Guys I have asked to go to counseling for so many years but when you are dealing with a narcissist that says those doctors are idiots you lose hope. My friends are not married and neither are his. I don't have anyone to talk to this is my very first post and I need to know if I need to make the hurtful decision. I don't know If I can last a lifetime with this. I can't have sex with a liar. He still doesn't have a job because he claims he can't work and go to school when I have done it this whole time. He's taken his sweet time to do what he wants in life. I feel like he wanted his child and as long as he as nerds and a game and his child he is happy. Now I am in a position where I am at a job that suddenly doesn't pay enough and emergencies are coming up and he cannot help me. I can't force myself to be turned on. Our child loves their father and it's going to mess it up to split us up. 
Im scared how this will unfold to everyone and how financially it will impact me to a point I wont have any help (family has drained me too). I also have no close relatives that are near me at the moment. I can't move because he has already said I can't have our child most of the time. I am stuck. The only thing to is for me to fix it. In my heart I love him for the guy he was to me romanticly but we do no have sex or go on a date or even have dinner together and I am often paying for dinner and every expense in the house. He complains I don't give him sex but how can a woman would when she don't even feel stable? I also asked for another baby when things get better and he brushes it off. I've been wanting to have this conversation with a close relative of his but I am scared they will call him and I am scared I can't confide in them. I am sure they probably wont say anything but it's hard not having anyone to talk to for years.

Please help me..


----------



## MrsAldi (Apr 15, 2016)

I'm sorry you're having a troubling time right now. 
Your husband has a troubled past and may never be the ideal guy you need/want him to be. 

There is a certain amount of resentment in your marriage. 
You resent him for his lack of job and financial support and his lack of payment for things over the years (wedding, rings etc) 

The reason why I think he's refusing sex with you is because he probably has an instinct in regards to your feelings about him. 
He also has some note? So you cannot leave him and have custody of your child? Is that correct? 

It will take some time before you guys will get back to the emotional & spiritual sex you want right now. 

What exactly do you need to make things better? 
-Him to get a job
-More Date Nights
-To acknowledge your feelings




Sent from my B1-730HD using Tapatalk


----------



## Spicy (Jun 18, 2016)

I am sorry to read this and the pain you are feeling.

The thing I notice in your post, is all the blame is on him. You don't acknowledge anything you are doing wrong. I know it's hard to do that, but when a marriage is failing, it is rarely one sided...we all have areas we need to improve on. So consider looking at yourself also to see where you could become a better wife to him. Remember, when pointing the finger at him, you have three pointing back at you.

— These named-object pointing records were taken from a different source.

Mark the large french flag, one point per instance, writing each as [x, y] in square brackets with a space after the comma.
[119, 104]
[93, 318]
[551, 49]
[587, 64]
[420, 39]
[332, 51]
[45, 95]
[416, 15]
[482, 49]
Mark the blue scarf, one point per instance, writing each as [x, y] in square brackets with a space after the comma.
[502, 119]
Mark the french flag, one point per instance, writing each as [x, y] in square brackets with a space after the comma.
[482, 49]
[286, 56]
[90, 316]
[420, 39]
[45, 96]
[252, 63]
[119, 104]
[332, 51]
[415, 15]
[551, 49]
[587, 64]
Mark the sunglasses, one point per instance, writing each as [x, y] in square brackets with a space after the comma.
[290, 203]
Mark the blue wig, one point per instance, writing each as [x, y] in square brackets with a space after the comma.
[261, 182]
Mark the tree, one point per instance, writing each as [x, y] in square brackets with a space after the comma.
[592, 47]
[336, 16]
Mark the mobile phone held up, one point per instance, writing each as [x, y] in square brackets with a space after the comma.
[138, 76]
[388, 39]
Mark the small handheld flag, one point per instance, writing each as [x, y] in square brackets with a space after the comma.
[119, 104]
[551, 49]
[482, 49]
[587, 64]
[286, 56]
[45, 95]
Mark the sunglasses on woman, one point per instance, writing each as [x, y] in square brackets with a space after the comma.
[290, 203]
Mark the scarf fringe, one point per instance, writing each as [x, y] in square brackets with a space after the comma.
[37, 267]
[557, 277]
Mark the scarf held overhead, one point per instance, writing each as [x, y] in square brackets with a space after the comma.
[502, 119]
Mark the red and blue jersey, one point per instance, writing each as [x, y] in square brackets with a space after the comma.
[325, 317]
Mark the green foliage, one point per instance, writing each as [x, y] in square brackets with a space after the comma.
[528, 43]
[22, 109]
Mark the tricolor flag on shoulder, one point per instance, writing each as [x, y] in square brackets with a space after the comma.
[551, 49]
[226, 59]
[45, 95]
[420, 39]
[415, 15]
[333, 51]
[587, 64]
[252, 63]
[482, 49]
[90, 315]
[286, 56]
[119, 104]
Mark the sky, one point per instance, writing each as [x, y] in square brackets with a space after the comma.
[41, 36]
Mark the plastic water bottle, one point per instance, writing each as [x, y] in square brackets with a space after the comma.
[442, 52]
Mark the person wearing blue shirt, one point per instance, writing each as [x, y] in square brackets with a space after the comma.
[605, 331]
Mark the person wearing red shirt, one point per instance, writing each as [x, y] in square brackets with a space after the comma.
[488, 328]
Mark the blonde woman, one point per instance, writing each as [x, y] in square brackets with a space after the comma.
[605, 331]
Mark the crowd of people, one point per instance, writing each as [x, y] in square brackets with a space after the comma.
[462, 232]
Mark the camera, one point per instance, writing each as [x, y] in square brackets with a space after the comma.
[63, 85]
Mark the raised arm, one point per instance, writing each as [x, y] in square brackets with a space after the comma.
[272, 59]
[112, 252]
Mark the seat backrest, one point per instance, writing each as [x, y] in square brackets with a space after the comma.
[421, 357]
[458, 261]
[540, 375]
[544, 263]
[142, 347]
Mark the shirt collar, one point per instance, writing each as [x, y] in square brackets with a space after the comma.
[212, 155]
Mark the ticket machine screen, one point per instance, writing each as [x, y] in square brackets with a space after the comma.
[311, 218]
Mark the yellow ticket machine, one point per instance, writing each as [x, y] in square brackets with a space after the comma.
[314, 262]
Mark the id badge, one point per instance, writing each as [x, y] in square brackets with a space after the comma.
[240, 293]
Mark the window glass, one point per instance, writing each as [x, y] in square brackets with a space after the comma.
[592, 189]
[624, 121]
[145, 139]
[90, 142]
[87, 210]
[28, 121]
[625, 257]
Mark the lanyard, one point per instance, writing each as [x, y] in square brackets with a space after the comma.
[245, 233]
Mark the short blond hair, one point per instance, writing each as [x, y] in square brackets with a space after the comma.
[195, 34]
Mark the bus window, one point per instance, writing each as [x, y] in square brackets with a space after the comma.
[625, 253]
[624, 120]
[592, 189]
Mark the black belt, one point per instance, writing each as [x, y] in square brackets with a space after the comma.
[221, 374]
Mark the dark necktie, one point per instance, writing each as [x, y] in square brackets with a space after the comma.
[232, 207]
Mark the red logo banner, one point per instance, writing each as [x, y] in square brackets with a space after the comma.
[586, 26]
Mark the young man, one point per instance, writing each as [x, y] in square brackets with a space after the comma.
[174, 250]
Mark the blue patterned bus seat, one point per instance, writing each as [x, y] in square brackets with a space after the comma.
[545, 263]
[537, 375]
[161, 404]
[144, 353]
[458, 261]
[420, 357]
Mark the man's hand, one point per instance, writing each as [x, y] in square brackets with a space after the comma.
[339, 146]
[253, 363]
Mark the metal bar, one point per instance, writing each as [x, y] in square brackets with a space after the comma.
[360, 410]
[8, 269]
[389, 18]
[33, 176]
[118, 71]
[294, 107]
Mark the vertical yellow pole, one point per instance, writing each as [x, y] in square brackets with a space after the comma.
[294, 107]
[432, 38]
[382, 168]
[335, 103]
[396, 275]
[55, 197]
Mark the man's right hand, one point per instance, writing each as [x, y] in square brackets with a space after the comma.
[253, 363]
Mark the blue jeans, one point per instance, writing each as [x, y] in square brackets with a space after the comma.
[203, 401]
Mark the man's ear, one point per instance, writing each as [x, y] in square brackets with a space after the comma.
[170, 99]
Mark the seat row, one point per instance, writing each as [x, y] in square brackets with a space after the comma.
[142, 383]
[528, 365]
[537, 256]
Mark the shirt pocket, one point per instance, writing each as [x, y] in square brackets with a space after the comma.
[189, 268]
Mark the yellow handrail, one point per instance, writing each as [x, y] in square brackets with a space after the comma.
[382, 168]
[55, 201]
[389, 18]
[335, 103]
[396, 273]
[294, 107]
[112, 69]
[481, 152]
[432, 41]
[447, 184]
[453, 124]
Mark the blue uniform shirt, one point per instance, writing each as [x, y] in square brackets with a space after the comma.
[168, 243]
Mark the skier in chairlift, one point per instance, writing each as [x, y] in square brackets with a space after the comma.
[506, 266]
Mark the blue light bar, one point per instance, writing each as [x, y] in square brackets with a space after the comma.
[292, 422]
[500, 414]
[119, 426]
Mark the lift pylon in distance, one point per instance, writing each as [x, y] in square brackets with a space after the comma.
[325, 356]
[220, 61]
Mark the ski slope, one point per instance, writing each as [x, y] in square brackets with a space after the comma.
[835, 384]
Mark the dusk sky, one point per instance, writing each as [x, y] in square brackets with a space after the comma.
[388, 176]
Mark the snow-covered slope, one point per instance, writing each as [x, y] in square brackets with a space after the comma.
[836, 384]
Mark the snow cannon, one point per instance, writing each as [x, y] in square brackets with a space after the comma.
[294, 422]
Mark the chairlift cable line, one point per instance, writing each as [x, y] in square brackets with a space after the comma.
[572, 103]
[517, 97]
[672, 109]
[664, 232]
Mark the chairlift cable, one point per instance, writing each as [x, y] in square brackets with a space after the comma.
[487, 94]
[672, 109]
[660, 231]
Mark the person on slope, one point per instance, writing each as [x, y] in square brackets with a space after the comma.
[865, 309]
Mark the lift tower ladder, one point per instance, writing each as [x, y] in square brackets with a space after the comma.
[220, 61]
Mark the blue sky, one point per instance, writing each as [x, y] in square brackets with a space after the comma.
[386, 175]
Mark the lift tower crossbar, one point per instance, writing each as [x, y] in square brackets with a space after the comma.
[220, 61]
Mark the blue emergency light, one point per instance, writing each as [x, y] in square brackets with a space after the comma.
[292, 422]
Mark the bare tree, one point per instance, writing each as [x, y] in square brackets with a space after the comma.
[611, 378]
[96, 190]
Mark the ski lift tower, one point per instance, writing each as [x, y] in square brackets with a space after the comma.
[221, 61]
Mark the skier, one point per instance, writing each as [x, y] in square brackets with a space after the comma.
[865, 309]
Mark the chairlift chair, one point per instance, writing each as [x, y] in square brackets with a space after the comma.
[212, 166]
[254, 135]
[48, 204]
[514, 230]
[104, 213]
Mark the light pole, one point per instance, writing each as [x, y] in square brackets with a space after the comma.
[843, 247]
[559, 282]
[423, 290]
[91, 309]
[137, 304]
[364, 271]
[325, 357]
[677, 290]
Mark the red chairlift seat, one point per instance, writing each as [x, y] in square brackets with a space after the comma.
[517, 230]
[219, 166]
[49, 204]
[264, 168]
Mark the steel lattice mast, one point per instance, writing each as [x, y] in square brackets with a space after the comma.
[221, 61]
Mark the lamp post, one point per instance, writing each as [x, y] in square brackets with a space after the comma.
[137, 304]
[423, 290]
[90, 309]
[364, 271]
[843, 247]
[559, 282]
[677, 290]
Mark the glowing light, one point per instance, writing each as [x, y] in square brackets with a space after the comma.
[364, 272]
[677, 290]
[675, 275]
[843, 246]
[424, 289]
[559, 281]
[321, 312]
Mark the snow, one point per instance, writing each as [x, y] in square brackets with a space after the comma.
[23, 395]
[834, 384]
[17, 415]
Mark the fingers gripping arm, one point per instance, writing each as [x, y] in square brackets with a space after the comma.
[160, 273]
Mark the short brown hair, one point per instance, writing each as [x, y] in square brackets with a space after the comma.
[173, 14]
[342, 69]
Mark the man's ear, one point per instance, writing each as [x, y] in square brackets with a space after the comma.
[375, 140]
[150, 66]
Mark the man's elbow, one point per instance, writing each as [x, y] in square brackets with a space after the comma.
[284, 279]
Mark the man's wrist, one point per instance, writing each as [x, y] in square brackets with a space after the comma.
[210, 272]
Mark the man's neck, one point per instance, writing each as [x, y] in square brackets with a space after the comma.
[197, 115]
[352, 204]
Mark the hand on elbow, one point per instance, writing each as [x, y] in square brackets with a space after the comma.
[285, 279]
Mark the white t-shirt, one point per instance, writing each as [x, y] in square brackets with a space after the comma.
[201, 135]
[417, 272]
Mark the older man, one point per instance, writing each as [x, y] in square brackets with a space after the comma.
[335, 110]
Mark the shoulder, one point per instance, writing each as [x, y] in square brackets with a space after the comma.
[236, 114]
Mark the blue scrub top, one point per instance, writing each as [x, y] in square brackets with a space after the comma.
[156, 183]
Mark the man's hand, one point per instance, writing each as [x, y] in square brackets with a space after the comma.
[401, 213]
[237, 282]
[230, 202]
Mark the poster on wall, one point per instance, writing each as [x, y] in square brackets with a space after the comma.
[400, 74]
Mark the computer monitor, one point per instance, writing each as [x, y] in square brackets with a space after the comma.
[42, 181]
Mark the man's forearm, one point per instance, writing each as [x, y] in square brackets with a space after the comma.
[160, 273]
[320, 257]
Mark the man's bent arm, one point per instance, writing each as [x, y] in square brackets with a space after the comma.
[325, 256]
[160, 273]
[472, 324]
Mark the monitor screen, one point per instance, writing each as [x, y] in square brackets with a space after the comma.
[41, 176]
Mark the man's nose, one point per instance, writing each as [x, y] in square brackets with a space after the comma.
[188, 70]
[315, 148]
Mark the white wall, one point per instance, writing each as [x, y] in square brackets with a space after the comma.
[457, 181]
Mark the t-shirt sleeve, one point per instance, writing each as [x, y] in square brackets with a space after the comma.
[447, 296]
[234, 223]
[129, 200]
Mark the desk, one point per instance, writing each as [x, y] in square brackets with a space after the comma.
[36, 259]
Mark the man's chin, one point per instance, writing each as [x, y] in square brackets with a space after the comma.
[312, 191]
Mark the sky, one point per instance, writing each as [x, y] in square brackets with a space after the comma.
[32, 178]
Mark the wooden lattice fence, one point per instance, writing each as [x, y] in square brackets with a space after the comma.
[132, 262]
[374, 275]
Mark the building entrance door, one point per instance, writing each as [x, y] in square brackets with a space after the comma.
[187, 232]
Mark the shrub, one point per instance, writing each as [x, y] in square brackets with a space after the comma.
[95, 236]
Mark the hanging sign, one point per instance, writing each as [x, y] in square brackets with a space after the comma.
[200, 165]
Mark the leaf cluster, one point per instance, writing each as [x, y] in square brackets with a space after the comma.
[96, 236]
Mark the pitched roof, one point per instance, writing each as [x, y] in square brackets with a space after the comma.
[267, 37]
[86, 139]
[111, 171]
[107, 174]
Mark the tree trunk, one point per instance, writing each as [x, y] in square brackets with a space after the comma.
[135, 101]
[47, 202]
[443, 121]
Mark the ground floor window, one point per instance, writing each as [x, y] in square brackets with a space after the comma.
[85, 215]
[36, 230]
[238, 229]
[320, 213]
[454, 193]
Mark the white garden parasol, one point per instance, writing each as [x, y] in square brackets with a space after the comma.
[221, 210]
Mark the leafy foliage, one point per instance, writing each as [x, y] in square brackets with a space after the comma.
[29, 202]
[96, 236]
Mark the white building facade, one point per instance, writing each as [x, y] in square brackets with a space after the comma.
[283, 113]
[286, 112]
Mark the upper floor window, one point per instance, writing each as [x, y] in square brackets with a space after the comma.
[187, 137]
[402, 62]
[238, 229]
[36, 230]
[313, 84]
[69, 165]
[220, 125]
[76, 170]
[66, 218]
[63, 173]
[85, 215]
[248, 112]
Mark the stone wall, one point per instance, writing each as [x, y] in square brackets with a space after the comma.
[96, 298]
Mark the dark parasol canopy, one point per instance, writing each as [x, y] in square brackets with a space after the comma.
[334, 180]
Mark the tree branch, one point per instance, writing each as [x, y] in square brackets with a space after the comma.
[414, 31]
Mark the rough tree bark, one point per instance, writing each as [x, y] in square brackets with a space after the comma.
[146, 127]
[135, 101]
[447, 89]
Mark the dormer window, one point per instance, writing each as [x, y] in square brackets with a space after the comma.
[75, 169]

That being said...you picked him. This wasn't a bait and switch situation. While dating, you accepted the fact that he didn't have good credit, you had to put everything in your name, you were the bread winner, and you paid for the majority of the stuff in your lives. You allowed him to use you this way. He may have said that was going to change, but you opted to get engaged to him in this state, then you went on to marry him, and then you did the ultimate, you procreated with him. Now you are upset with him being exactly the same way he was when you picked him. 

Now he is being punished by you using sex as a weapon, and turning to drugs as an outlet. By withholding sex, you are putting both of you in a dangerous situation, and when he cheats, you will point back to that email from nearly a decade ago, and put all the blame on him again.

I think the way your husband acts and operates is beyond annoying. That would make me batsh!t crazy too. It's not that I don't see your side of it. It sounds like he needs to grow up, and stop being a douche. Is he going to? Probably not. This is the way he has always been. But you knew that. If you don't want to put up with it anymore, then you can leave...but realize that he is the same man you married, but you are no longer the same woman. You don't want to have sex with him anymore. You don't accept him for who he is anymore. You want him to change who he is. Is that fair? You have to answer that.

One of the most absurd things you said is that you are so miserable with him, but you want to have another kid with him? Huh??? In what world does that make any sense???

All your friends are single, and it sounds like you want to be single also. Then do it. But don't put all the blame on him. Acknowledge that you expected him to become someone else after you married him, and he didn't, and that's why you want out of your marriage.

I hope for the sake of your son you can work this out and become happy in your life and marriage. Consider independent counseling and marriage counseling, perhaps they can help you both. 

I do wish you all the best.


----------